Brazilian mining giant Vale

Brazilian mining giant Vale said Thursday it lost $12.13 billion last year due to lower prices for iron ore, the sharp depreciation of the real, and a deadly mining accident.

The 2015 loss followed a 2014 profit of $657 million. But last year the Brazilian currency fell 47 percent against the dollar, inflating the company's debt, while revenue declined and the price of iron ore -- Vale's main export product -- dropped 43 percent, finance director Luciano Siani said.

World prices of iron ore fell from $96.7 per ton in 2014 to $55.5 per ton in 2015, he said.

The price of other Vale mineral exports also dropped: nickel was down 30 percent, copper 20 percent, and metallurgic or coking coal 18 percent.

For the fourth quarter, Vale posted a loss of $8.57 billion, nearly four times larger than in the third quarter.

Vale is facing massive compensation and cleanup costs for the deadly accident in November, when a reservoir containing mining waste burst, releasing a torrent of toxic sludge that buried a village and killed 19 people.

Drinking water supplies were cut for hundreds of thousands of people, a village was flattened, and local fishing and tourist businesses were badly impacted.

The toxic sludge polluted hundreds of square miles as it made its way through two Brazilian states down the Doce river to the Atlantic (Shanghai: 600558.SS - news) ocean.

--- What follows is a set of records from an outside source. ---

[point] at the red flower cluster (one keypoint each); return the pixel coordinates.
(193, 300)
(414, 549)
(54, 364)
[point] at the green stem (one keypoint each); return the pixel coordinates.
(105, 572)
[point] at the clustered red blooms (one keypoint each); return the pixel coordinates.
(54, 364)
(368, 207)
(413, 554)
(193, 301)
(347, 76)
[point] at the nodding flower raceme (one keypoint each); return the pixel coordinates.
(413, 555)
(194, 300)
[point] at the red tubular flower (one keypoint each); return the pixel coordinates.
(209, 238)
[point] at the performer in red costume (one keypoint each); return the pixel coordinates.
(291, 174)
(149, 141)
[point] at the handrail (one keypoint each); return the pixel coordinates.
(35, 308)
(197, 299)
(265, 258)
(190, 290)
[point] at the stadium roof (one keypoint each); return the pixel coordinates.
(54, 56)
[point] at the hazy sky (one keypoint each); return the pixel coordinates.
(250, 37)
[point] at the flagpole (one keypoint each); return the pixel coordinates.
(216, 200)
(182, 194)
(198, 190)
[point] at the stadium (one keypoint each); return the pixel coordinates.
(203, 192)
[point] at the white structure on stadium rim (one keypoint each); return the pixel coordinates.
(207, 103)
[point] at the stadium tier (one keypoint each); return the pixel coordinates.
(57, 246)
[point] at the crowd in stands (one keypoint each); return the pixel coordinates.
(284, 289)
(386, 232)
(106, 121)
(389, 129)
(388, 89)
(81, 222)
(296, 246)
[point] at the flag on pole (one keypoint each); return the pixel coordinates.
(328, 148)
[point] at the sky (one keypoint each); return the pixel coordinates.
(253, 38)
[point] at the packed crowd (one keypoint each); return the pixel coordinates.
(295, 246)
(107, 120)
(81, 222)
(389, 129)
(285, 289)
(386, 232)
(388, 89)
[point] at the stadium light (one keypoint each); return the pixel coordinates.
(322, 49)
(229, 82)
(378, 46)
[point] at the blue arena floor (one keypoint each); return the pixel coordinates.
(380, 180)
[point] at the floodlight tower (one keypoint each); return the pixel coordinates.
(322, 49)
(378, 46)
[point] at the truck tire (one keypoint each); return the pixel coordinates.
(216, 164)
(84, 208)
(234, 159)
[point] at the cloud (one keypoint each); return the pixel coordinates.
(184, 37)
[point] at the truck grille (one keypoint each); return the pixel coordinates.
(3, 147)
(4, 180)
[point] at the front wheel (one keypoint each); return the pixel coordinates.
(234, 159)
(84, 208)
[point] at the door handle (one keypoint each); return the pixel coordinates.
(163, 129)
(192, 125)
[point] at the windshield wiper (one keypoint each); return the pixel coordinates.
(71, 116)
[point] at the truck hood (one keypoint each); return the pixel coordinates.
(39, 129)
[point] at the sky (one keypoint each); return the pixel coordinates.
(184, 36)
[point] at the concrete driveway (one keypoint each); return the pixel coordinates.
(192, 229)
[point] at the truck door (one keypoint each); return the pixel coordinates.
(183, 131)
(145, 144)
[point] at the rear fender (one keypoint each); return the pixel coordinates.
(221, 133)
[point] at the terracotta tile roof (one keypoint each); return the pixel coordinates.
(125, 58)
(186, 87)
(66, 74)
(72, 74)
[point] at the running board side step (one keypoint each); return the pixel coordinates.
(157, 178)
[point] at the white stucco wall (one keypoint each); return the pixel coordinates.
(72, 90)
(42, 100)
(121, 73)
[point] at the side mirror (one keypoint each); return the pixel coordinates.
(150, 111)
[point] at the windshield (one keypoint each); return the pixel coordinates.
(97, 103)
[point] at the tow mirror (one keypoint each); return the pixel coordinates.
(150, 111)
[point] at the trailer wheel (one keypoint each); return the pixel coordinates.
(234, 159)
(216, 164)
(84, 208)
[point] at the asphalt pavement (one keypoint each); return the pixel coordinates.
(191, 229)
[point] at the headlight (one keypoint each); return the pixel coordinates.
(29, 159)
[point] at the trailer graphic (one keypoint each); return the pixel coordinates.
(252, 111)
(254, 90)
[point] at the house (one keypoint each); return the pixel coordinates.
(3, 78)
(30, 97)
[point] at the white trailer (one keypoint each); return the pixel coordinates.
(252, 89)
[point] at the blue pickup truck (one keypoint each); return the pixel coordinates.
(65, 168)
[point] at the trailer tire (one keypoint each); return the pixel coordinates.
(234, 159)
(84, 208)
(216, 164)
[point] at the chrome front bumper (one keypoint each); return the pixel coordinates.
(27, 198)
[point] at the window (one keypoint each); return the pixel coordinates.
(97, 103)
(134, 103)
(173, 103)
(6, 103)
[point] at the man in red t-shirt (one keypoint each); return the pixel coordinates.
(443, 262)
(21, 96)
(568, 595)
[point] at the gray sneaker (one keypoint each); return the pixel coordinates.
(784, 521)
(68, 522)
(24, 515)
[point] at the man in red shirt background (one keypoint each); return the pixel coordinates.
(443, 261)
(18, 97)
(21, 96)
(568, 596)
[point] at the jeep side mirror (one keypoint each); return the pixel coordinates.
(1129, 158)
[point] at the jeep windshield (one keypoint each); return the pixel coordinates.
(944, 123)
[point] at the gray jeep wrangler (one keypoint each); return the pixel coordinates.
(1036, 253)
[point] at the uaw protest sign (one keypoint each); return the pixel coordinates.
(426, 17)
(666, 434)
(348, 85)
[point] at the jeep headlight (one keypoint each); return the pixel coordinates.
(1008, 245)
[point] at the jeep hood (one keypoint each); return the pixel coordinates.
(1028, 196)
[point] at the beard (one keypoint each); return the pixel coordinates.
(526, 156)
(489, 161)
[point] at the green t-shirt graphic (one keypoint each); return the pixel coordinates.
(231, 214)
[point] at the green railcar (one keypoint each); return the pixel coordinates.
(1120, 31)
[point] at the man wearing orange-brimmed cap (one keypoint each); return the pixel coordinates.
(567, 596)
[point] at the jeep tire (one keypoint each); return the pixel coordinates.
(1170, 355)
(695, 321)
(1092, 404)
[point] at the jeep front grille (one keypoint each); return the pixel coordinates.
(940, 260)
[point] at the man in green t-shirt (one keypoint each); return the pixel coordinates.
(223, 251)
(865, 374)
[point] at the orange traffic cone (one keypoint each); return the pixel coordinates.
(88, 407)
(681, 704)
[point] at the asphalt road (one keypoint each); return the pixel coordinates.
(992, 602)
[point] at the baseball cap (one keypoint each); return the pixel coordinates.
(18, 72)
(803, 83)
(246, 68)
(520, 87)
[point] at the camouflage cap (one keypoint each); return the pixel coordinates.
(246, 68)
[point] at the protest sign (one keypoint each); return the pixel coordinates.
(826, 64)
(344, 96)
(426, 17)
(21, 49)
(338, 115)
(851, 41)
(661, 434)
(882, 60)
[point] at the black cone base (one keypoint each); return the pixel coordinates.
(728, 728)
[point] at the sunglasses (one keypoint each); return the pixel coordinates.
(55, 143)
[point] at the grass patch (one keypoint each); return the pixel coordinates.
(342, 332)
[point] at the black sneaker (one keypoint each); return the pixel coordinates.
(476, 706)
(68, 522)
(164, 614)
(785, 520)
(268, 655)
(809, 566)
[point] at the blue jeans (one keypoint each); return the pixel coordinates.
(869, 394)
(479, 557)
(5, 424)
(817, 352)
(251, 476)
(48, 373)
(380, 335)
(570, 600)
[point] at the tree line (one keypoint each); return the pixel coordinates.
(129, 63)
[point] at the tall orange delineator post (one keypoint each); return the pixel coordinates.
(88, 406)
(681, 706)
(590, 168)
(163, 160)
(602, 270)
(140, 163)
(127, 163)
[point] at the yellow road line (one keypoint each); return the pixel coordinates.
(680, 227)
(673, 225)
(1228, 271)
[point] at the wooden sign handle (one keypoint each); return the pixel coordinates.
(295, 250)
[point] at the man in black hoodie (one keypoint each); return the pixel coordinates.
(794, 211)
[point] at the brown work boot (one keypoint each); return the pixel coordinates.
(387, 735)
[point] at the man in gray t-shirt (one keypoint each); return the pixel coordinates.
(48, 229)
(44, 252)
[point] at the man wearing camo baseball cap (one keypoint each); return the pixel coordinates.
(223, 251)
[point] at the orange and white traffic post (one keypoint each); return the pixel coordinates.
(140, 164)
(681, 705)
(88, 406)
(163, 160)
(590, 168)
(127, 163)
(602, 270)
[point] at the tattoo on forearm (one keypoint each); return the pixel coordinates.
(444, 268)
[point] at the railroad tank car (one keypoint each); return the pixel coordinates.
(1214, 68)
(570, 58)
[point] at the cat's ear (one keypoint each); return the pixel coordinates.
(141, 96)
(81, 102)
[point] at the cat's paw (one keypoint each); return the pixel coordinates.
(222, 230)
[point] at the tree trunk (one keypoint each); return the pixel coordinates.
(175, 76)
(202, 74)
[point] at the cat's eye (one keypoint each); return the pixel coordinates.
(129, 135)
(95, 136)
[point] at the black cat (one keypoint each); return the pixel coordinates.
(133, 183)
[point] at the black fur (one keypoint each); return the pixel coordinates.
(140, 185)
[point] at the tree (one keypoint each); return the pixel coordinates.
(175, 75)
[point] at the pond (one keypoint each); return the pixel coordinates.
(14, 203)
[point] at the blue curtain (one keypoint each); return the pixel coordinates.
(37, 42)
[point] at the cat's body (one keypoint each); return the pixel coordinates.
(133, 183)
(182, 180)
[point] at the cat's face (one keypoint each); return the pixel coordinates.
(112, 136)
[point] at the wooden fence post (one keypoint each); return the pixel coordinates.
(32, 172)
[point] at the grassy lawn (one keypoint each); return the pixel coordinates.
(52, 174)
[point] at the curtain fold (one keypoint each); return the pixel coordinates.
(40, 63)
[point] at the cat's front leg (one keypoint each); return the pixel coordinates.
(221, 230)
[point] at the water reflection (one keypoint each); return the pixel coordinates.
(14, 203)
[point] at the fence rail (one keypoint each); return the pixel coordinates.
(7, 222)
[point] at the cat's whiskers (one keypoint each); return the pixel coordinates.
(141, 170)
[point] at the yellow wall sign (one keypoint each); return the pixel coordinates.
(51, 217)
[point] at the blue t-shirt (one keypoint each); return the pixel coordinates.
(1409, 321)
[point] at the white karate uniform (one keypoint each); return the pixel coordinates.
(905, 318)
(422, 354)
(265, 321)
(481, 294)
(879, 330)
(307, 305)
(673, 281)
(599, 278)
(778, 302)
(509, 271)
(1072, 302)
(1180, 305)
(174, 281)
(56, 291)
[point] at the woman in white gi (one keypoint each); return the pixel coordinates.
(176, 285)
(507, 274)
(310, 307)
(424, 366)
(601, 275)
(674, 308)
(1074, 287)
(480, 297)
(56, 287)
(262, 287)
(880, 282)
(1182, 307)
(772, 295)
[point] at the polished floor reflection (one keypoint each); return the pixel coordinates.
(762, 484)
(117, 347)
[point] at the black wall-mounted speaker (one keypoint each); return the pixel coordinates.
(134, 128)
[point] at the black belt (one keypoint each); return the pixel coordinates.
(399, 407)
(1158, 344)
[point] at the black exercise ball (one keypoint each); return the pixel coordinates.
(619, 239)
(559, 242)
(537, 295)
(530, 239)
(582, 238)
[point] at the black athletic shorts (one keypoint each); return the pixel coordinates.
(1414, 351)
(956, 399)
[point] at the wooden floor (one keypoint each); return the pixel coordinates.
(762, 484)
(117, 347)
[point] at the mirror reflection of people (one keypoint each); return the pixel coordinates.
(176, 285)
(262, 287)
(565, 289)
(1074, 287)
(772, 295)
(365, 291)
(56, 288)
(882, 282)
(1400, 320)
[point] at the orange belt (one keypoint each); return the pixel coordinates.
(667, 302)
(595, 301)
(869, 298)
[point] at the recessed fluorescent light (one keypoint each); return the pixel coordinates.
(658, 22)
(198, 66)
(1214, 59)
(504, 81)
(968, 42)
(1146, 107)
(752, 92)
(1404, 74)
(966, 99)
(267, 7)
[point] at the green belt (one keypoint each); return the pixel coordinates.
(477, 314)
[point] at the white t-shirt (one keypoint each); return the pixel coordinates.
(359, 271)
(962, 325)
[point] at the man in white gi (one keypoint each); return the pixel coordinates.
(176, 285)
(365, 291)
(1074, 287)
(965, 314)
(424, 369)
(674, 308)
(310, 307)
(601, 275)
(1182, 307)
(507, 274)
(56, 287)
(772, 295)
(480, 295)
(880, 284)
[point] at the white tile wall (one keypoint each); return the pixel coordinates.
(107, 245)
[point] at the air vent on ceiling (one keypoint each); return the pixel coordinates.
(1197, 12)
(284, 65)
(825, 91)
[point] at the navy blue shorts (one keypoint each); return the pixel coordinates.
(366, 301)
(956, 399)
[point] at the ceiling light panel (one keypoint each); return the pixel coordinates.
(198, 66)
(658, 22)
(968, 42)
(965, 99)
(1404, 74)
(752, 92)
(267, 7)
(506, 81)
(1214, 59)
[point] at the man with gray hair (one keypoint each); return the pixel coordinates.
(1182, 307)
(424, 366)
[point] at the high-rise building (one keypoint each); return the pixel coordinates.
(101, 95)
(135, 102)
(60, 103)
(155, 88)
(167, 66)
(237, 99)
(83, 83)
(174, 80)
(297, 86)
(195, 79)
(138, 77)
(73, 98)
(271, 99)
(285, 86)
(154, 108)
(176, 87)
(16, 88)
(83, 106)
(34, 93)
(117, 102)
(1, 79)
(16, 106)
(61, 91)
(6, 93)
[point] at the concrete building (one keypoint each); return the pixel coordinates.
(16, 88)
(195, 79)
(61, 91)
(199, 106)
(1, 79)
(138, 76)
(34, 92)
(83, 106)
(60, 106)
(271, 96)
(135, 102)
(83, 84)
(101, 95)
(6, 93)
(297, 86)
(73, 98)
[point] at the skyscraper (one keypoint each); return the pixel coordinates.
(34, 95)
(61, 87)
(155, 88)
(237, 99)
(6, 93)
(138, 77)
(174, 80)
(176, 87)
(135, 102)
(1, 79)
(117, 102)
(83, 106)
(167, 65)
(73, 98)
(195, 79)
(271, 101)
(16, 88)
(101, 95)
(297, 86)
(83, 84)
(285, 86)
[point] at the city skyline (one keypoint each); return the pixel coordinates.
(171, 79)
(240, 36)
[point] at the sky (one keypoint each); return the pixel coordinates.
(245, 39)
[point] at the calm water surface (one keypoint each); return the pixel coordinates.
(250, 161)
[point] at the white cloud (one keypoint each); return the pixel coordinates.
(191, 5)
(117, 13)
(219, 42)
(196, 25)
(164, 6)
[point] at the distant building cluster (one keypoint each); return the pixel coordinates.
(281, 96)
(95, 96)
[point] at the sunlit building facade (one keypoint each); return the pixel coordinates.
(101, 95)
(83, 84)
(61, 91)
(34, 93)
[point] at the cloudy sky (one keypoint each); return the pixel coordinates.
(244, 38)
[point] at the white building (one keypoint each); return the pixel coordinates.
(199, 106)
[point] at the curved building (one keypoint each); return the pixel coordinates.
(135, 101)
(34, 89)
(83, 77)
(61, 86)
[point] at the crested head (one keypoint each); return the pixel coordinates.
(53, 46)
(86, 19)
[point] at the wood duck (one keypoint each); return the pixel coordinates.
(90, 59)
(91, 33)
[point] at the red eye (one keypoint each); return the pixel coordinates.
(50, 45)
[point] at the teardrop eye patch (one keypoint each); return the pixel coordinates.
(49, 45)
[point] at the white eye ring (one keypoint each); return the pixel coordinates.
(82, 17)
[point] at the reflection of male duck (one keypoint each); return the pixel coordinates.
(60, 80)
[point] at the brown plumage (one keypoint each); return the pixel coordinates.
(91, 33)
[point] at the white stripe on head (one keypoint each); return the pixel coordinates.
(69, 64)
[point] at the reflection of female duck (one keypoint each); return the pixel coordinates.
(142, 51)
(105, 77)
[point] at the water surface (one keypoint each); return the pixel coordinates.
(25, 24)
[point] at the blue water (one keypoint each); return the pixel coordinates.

The government has called the accident the worst environmental disaster in Brazilian history. The reservoir belongs to Samarco, which is jointly owned by Vale and Anglo-Australian mining giant BHP Billiton (NYSE: BBL - news) .

- Expensive mining disaster --

The government is negotiating huge compensation and cleanup payments with the mine owners.

"We have worked diligently with Samarco since the beginning and we will continue to be totally committed with support to the affected regions and communities, as well as its socio-environmental recovery," Vale said in a statement.

Prosecutors and the Brazilian government pin the responsibility squarely on Vale and BHP.

Vale however is seeking to limit its responsibility for the accident to Samarco and keep the reparations cost on that company's spreadsheets.

The government has called on Vale and BHP to set up a fund of 20 billion reals ($5 billion) for the recovery of the Doce river basin, one of Brazil's most important rivers.

"How are they going to set an amount if there is no criteria to evaluate the damage?" Minas Gerais state prosecutor Jose Adercio Leite Sampaio told AFP last week.

"Where do they get this figure from? For us it's a magic number," he said, noting that the real figure could be much higher.

Police charged six Samarco officials -- including an engineer and the company president at the time of the November 5 disaster -- on Tuesday with homicide, according to Brazilian media reports.

In Brazil, homicide convictions can result in prison sentences of 12 to 30 years. Police are asking for separate sentences for all 19 deaths: 17 confirmed killed and two people listed missing.